Last Saturday, Pamela and I had the most wonderful opportunity to do just that. Monica is Pamela's colleague and student in x-ray. Her home village is not far from the station. She invited Pamela to go for a walk, to see her place and visit with the family. And I got to tag along!
About 9:00 AM we met up with Monica and her "brother" Michael. Michael is actually some sort of cousin to Monica. In this tribal society, your cousin is your brother, and your aunt's friend's sister-in-law is your second mother. One big happy family!
We walked down through the cow banis, past the Hyrdo Church, through sweet potato and banana gardens to what the missionaries call "Suicide Rocks." It is called this because once upon a time there was a cliff from where you could dive into the river--if you were crazy enough. We learned that the tok ples name is "Kugar" which means "rock house." I think I prefer the tok ples name. A flood in the last year has changed the scene quite a bit; the large rocks have fallen down into the river. The rushing water is still quite a site to behold.

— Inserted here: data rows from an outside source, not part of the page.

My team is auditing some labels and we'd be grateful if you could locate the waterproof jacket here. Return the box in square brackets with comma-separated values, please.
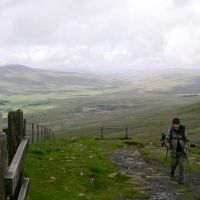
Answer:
[166, 125, 189, 153]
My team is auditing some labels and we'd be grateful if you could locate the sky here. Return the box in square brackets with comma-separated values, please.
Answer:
[0, 0, 200, 72]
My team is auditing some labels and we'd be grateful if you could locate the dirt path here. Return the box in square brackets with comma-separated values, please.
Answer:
[110, 144, 200, 200]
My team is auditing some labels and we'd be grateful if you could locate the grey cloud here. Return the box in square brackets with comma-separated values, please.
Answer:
[0, 0, 200, 72]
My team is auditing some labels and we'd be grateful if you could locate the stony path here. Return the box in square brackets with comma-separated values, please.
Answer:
[110, 145, 200, 200]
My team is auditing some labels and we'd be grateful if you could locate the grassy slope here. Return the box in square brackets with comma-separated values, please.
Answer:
[25, 101, 200, 199]
[25, 137, 144, 200]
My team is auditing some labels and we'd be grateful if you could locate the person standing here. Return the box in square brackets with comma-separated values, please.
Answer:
[160, 132, 167, 147]
[167, 117, 189, 184]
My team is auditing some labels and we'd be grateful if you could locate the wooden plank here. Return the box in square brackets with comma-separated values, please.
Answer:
[5, 137, 29, 196]
[17, 178, 29, 200]
[0, 132, 7, 200]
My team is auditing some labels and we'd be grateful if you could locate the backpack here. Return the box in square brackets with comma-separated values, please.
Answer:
[169, 125, 186, 142]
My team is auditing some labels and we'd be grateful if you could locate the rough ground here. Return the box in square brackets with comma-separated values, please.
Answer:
[110, 144, 200, 200]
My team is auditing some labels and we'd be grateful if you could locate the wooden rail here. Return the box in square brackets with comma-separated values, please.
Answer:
[5, 138, 29, 196]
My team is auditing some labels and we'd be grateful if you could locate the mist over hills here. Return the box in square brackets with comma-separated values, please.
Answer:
[0, 64, 128, 92]
[1, 64, 200, 95]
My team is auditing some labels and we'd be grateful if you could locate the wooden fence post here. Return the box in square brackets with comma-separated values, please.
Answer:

We followed along and through and across the river, to a bend where I had never before ventured. One of Monica's other cousins was there with his family. Mother was washing clothes along the edge of the water. The children were catching small fish in the stream. What a beautiful picture.
Our trek continued through coffee groves and an orange plantation. Michael led us up the trail of "Ai Pas Mountain" or "close your eyes mountain." Apparently there are some rather precarious drops that do make you want to close your eyes. Although I'm not sure why, because that would only increase your chance of falling off the cliff. The hills were blanketed with the purple May grass.
We arrived in Monica's village just before noon. Koloming is a small collection of bush houses, probably no more than 10. Monica's mother was called from the garden. She arrived with a bag of freshly picked peanuts, sugar fruits, and oranges for us to take home. We sat on the ground and storied with brothers' families and cousins and uncles and other curious folks. Pamela had made some banana bread as a gift to share with the family. The loaves were sliced and pieces passed around for everyone to taste. It didn't last long!
We concluded our visit with a round of hand shakes and headed down the path to Kudjip. It really was a lovely outing--just what the doctor ordered to treat her case of "bush fever."
"And this is love: that we walk in obedience to his commands. As you have heard from the beginning, his command is that you walk in love."